The project was established in 1993 by Chakrapand Wongburanavart, dean of social sciences at Chiang Mai University.

“We should not have child prostitutes in our society,” Chakrapand said. “Should 12-year-old children become sexual objects?”

Chakrapand’s counselors try to persuade parents to let their daughters learn skills that will earn about $200 a month, a tenth of what some prostitutes make.

The U.S. Agency for International Development contributed $300,000 toward the program. Other funding came from Japan and the International Labor Organization.

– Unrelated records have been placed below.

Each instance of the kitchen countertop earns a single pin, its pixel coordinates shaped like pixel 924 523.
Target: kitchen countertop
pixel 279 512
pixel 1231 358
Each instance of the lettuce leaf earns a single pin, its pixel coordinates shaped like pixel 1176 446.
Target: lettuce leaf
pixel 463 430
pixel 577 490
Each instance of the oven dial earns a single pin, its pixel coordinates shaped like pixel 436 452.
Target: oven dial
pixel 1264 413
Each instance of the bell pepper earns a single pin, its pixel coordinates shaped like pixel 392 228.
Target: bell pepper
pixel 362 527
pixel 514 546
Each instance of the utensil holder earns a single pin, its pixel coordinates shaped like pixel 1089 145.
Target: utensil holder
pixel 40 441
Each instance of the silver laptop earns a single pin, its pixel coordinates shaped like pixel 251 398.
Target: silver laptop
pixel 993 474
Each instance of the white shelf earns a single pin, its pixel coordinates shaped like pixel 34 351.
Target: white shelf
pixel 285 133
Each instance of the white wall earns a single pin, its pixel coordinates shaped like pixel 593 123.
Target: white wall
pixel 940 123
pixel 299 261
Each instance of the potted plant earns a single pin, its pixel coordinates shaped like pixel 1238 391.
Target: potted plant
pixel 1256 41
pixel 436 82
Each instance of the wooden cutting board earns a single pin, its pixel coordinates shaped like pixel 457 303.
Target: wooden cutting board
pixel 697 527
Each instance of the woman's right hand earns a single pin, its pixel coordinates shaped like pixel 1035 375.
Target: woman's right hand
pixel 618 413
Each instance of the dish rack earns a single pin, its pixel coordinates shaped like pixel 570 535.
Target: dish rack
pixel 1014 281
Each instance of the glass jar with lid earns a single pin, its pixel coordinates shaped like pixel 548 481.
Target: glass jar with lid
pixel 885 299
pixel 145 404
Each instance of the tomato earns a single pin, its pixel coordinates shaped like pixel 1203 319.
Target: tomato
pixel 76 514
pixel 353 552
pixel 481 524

The program offers 1,000 scholarships a year for girls to finish the ninth grade. It steers them toward careers like nursing assistant, textile worker and gem cutter.

Vichai Assarasakorn, managing director of the gem factories, said the training also involves shaking the belief that prostitution is just another trade.

Chansom’s daughter now works with 38 other girls from the project at two gem factories near Bangkok.

One of them, Chanpen Bualaphan, 18, said that she and many of her friends once found the idea of becoming prostitutes appealing.

“You’d see people who left the village to be prostitutes come back with nice clothes, gold chains, money to build new houses for their parents,” she said. “It made me want to do the same.”

Chanpen, however, had a change of heart when a prostitute cousin returned home infected with the AIDS virus.